Gym closed for a long time during the epidemic.
People are finally getting back to their old workout routines – and now sore muscles can attest to that.
A recent article on delayed onset muscle soreness or DOMS inside Washington post Helps explain that this seemingly simple post-exercise muscle strain actually involves complex responses and muscle adaptations.
DOMS is a normal process of muscle adaptation; pain appears 24-72 hours after workout.
DOMS occurs when a muscle lengthens or contracts; this postal An example of lowering the weight in a bicep curl is given.
Muscle soreness usually does not occur during shortened exercise.
If you do something your muscles are not used to, a tiny tear in the fibrous membrane of the muscle can occur. This triggers a chemical chain reaction, postal According to the report, “includes dysregulated fiber contractions, an influx of immune cells, and swelling and pressure build-up.”
The end result is a repair process that actually uses inflammation to help strengthen and regenerate muscle.
It’s useful to know this so you can take care not to overuse it. If you do experience pain after a workout, you’ll know it’s normal and not a reason to quit exercising.
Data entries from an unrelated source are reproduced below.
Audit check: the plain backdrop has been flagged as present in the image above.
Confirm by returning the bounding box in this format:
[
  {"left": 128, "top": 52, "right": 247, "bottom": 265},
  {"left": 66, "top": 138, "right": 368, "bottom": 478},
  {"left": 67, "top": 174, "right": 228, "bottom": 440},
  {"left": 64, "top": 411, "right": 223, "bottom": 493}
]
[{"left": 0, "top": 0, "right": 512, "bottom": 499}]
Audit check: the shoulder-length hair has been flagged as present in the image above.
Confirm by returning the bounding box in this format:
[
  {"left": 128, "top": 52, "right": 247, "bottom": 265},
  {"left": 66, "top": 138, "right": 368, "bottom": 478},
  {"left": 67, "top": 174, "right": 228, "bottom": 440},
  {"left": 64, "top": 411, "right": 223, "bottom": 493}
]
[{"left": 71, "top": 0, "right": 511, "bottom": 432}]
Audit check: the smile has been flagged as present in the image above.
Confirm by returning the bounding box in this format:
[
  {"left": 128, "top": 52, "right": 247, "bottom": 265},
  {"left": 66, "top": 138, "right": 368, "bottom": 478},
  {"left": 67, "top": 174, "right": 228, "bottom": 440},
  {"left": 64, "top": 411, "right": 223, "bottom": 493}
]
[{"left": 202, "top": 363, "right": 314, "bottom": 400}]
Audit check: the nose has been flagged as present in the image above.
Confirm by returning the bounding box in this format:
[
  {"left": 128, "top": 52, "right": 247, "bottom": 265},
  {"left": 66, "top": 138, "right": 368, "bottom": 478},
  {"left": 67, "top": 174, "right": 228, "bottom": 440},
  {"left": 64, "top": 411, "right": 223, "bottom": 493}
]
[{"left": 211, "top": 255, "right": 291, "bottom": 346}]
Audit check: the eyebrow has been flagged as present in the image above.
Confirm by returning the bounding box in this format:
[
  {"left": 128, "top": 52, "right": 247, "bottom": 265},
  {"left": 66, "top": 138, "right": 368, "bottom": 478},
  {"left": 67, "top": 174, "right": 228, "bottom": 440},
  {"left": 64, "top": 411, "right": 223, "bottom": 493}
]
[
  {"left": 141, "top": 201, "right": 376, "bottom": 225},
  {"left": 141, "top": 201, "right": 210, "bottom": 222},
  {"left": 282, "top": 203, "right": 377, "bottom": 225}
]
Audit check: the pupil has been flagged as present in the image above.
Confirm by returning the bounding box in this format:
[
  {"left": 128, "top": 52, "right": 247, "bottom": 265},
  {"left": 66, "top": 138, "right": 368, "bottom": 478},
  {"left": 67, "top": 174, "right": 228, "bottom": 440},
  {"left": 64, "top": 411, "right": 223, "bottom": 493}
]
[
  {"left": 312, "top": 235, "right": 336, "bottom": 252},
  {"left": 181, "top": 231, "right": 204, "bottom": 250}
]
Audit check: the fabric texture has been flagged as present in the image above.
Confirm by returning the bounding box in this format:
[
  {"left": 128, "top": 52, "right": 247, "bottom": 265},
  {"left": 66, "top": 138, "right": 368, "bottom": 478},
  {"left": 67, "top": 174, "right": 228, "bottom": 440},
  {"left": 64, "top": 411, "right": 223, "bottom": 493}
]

One way to avoid pain is to slowly resume regular exercise and return to previous levels over time. End your workout with a warm-up and relaxation stretch.
But what if you end up using DOMS?
The natural response might be to ice the muscles or take painkillers, but experts no longer recommend it – DOMS involves repair and muscle building, and it’s best not to get in the way of the process.
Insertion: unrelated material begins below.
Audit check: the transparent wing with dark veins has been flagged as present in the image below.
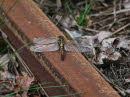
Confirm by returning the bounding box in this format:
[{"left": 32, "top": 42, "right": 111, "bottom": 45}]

Foam rolls or massages are better options.
You need to take time to recover. You should keep exercising, but with other exercises, and rest the affected muscles until the pain goes away after a few days.
A new study conducted in Japan in the report New York Times The no-icing theory was tested with lab mice.
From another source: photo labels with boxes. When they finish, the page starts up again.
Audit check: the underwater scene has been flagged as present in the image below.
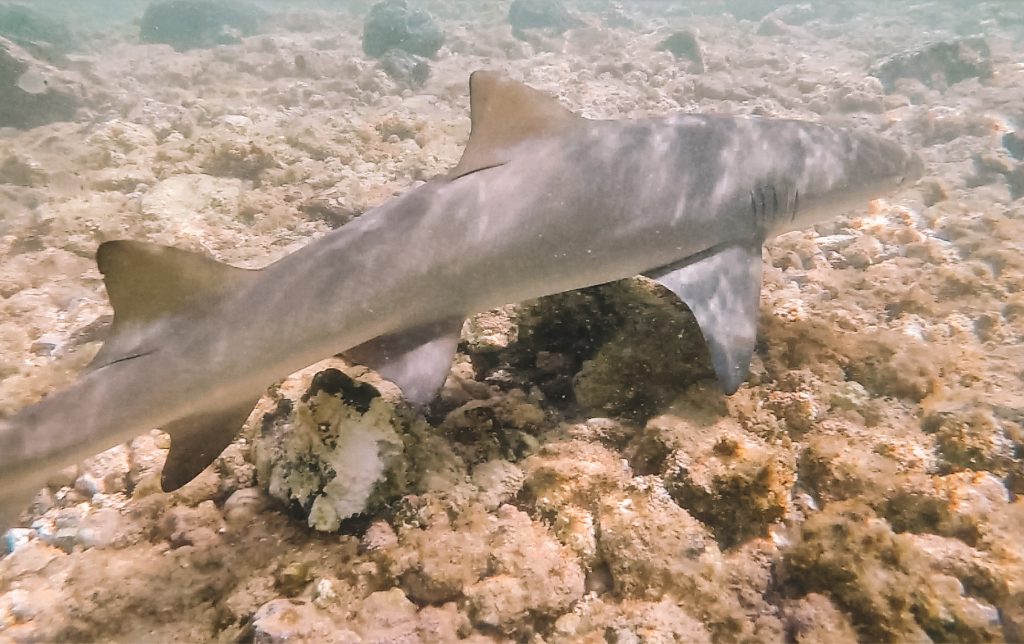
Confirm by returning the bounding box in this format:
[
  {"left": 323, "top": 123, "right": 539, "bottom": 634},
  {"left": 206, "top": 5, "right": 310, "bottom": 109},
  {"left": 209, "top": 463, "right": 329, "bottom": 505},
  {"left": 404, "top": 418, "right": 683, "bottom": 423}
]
[{"left": 0, "top": 0, "right": 1024, "bottom": 644}]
The study found that muscles left behind after overexercising repair and recover themselves with the help of pro-inflammatory cells — and much faster than ice-cold muscles. Even after two weeks, the iced muscle showed lingering tissue damage and molecular signs of incomplete healing.
“Icing slows healthy inflammatory responses,” said Takamitsu Arakawa, a professor of medicine at Kobe University’s Graduate School of Health Sciences. He oversaw the study.
As for Tylenol/Advil/Aleve: Forget it. There is plenty of research showing how over-the-counter nonsteroidal anti-inflammatory drugs (NSAIDs) can hinder natural processes by reducing inflammation.
a study published in magazines, Proceedings of the National Academy of Sciences, Explains the role of prostaglandin E2 (PGE2) as a key inflammatory mediator of muscle stem cells, a cornerstone of muscle regeneration.
It states that NSAIDs, commonly used to treat pain after muscle injury, “inhibit PGE2 synthesis, hinder muscle regeneration, and lead to muscle weakening.”
NSAIDs may even be linked to chronic pain, according to a new Canadian study on the role of inflammation in healing. Science Translational Medicine.
“General muscle soreness from strength training is healed by time,” said Kurt Luczak, owner of F45 Ossington, a fitness training facility in Toronto.
“It makes funny noises when you go up and down the stairs,” he jokes.